Women’s financial futures are potentially being put at risk following divorce, according to new research by Legal & General.
Women are likely to see their annual household income take a serious financial hit in the first year following their divorce, falling by an estimated 41 per cent, compared to 21 per cent for men. One in four women report struggling financially as a result (24 per cent), compared to 18 per cent of their male counterparts.
In addition to these immediate changes to income, there is a long-term impact to women’s financial wellbeing. While men and women tend to agree that the division of their finances at the point of divorce is fair and equitable (53 per cent of men and of 46 per cent of women), L&G’s research has found that many women may be signing over their rights to a pension as a key financial asset.
Almost half of divorcing couples (49 per cent) consider the value of their joint home when dividing assets, but only 12 per cent think about their pensions. Women are also significantly more likely to waive their rights to a partner’s pension as part of a separation (30 per cent of women vs. 17 per cent of men).
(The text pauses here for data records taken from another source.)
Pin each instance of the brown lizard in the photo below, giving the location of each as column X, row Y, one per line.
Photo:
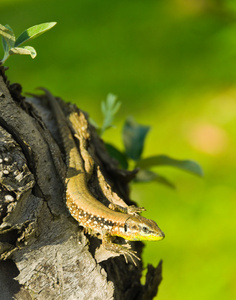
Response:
column 89, row 211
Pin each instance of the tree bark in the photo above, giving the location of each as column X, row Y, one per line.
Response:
column 44, row 254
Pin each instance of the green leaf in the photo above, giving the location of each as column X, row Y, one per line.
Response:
column 109, row 109
column 25, row 50
column 118, row 155
column 163, row 160
column 8, row 36
column 134, row 136
column 33, row 32
column 149, row 176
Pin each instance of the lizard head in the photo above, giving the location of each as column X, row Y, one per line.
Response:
column 138, row 228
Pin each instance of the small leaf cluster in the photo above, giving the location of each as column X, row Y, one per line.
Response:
column 109, row 109
column 12, row 45
column 134, row 137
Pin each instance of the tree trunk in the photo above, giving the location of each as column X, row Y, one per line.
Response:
column 44, row 254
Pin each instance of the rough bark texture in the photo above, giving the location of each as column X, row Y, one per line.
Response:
column 44, row 254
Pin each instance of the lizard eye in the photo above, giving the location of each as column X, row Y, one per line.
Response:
column 145, row 229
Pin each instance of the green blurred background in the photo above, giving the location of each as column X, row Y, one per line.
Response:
column 172, row 64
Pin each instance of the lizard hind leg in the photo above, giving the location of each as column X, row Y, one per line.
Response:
column 119, row 249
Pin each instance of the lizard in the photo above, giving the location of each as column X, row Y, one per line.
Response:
column 93, row 215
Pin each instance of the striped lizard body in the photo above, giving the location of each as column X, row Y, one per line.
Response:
column 89, row 211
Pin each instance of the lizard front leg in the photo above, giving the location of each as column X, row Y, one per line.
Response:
column 120, row 249
column 131, row 210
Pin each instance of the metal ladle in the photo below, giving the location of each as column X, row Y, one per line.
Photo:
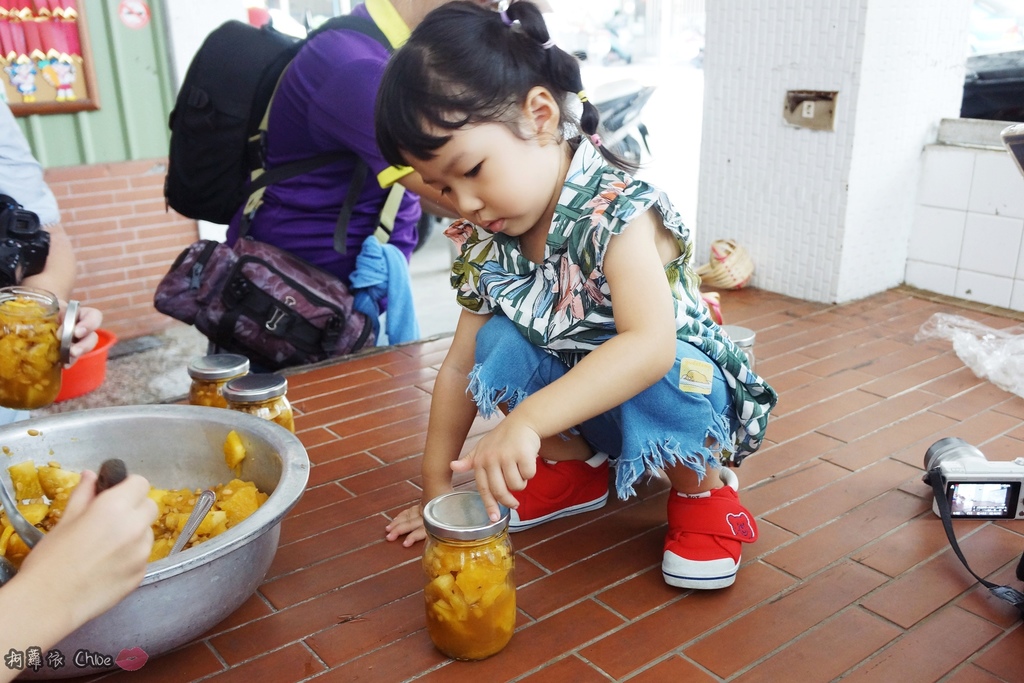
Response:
column 203, row 505
column 23, row 526
column 111, row 472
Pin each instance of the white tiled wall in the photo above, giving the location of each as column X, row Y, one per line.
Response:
column 969, row 226
column 825, row 215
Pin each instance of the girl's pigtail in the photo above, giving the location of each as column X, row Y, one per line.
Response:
column 564, row 72
column 590, row 121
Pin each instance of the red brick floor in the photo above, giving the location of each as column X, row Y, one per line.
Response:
column 852, row 575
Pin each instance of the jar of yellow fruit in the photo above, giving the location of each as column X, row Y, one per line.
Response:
column 30, row 348
column 262, row 395
column 209, row 375
column 470, row 590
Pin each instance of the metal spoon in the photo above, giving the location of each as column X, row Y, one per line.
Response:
column 7, row 570
column 203, row 505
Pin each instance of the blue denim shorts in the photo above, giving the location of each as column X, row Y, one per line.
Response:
column 686, row 418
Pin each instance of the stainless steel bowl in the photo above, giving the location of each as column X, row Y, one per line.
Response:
column 174, row 446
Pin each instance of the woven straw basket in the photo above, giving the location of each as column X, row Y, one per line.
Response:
column 730, row 266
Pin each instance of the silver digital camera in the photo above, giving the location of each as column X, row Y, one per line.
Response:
column 976, row 488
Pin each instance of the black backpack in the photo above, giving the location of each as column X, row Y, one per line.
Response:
column 216, row 140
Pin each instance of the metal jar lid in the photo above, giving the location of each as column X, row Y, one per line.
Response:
column 739, row 336
column 218, row 367
column 461, row 516
column 254, row 388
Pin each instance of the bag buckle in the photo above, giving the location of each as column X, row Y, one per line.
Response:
column 196, row 276
column 332, row 332
column 275, row 317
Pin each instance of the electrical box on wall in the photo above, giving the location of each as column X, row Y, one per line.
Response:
column 810, row 109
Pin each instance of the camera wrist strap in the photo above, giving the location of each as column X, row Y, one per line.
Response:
column 1011, row 595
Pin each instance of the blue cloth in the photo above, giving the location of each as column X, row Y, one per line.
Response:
column 669, row 423
column 382, row 274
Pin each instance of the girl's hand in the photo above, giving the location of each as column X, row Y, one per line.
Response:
column 96, row 554
column 503, row 462
column 85, row 337
column 409, row 523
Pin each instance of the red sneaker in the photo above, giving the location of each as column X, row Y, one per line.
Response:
column 706, row 536
column 560, row 489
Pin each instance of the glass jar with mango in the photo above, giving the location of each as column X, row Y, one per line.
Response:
column 209, row 375
column 262, row 395
column 30, row 348
column 470, row 587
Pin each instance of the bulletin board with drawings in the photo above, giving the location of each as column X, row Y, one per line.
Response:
column 44, row 54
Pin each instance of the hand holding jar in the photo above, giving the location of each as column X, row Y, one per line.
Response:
column 31, row 339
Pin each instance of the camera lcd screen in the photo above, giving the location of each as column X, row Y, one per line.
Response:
column 987, row 500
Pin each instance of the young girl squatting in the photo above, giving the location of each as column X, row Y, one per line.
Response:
column 583, row 321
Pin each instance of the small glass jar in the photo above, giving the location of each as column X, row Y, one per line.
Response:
column 262, row 395
column 210, row 374
column 743, row 339
column 30, row 348
column 470, row 586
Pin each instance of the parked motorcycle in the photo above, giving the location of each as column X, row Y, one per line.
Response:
column 621, row 104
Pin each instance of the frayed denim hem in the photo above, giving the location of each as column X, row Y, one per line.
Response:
column 488, row 398
column 670, row 453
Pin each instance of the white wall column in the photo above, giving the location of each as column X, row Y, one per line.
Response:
column 825, row 214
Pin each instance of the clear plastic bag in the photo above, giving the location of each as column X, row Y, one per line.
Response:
column 996, row 355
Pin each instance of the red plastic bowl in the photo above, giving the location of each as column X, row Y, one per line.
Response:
column 89, row 371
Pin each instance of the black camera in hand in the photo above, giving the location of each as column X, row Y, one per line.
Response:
column 976, row 488
column 24, row 244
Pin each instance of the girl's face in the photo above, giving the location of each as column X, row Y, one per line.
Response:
column 500, row 181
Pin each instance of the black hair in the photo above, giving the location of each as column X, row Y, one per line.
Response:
column 464, row 65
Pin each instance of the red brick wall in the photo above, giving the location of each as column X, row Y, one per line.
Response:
column 124, row 239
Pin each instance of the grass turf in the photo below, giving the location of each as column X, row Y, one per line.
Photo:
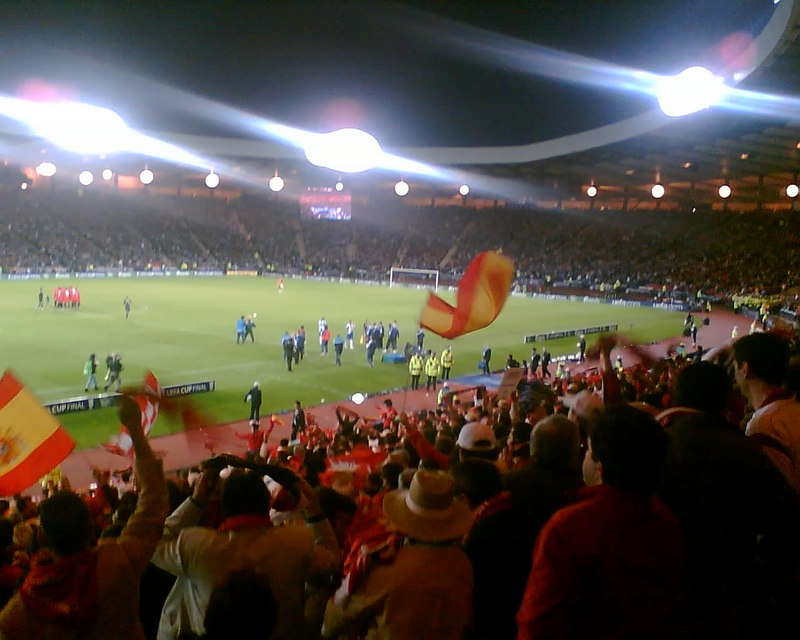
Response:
column 183, row 329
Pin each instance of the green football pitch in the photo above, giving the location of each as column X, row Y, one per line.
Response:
column 183, row 329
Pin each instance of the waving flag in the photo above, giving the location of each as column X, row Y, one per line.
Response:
column 32, row 442
column 482, row 292
column 148, row 401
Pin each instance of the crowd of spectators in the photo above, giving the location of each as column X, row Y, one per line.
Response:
column 727, row 254
column 660, row 500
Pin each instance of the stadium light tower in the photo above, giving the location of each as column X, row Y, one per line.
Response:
column 46, row 169
column 693, row 89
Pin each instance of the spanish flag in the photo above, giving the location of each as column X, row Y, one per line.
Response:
column 32, row 442
column 482, row 292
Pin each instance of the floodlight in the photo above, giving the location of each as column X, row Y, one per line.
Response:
column 212, row 180
column 345, row 150
column 146, row 176
column 78, row 127
column 693, row 89
column 276, row 183
column 658, row 191
column 46, row 169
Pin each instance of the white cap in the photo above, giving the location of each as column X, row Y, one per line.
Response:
column 477, row 436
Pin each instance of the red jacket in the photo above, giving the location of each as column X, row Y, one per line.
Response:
column 608, row 566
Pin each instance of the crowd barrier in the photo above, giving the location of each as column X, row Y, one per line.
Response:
column 555, row 335
column 105, row 400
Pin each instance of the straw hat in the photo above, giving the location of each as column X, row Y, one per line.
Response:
column 428, row 510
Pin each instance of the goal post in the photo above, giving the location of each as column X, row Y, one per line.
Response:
column 401, row 276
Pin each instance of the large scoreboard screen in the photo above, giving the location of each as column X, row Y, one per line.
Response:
column 325, row 203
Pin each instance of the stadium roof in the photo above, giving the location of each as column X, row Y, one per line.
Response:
column 583, row 133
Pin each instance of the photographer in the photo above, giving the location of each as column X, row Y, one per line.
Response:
column 201, row 557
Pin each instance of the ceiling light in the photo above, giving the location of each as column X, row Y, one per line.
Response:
column 276, row 183
column 146, row 177
column 658, row 191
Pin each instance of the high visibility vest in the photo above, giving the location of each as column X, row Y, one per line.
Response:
column 432, row 367
column 447, row 358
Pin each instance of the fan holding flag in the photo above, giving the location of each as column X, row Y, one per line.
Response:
column 148, row 401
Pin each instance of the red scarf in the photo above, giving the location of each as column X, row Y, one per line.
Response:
column 246, row 521
column 778, row 394
column 63, row 590
column 493, row 505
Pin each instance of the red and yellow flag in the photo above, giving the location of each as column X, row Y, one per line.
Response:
column 482, row 292
column 32, row 442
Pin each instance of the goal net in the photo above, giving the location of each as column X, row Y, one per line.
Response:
column 420, row 278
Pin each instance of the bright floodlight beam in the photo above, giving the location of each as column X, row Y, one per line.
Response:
column 146, row 177
column 46, row 169
column 344, row 150
column 78, row 127
column 658, row 191
column 276, row 183
column 212, row 180
column 86, row 178
column 693, row 89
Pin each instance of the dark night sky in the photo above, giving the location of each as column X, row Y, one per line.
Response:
column 319, row 65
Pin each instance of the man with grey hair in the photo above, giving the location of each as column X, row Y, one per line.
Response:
column 553, row 475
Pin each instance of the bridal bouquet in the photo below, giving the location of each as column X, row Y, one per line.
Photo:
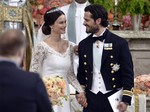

This can exacerbate the already significant gender pensions gap and potentially could leave divorcing women without the resources to fund their retirement. Women had saved an average of £23,000 in their pension at the point of divorce, compared with the £60,000 saved by their male spouses, demonstrating a significant disparity in potential retirement outcomes.
Despite this, only 7 per cent of those going through a divorce seek independent financial advice, suggesting the advice gap facing many in the UK creates particular challenges for those going through a breakup. After the experience, many women suggest they regretted their decision to not seek professional guidance, with 31 per cent saying they’d be more likely to turn to an adviser in future.
Legal & General head of defined contribution Rita Butler-Jones: “Disentangling finances when a marriage ends can be painful for all concerned. But just as we’ve seen with gender gaps in pay and pensions, there may be particular jeopardy if you’re a woman.
“We know from our research into the gender pensions gap that women’s pension pots are generally half that of men’s at retirement. There are a number of reasons for this – from the gender pay gap to career breaks to taking on caring responsibilities for loved ones, women face a number of structural barriers when it comes to long-term, financial well-being.
“These findings tell us that divorce is a further key fault line in exacerbating the gender pensions gap. We would encourage anyone who is going through a divorce to consider the joint value of pensions as an important financial asset in any equitable split.”
L&G’s latest research continues to build on the company’s work to better understand pensions inequalities, including recent studies to analyse the ethnicity pensions and gender pensions gap.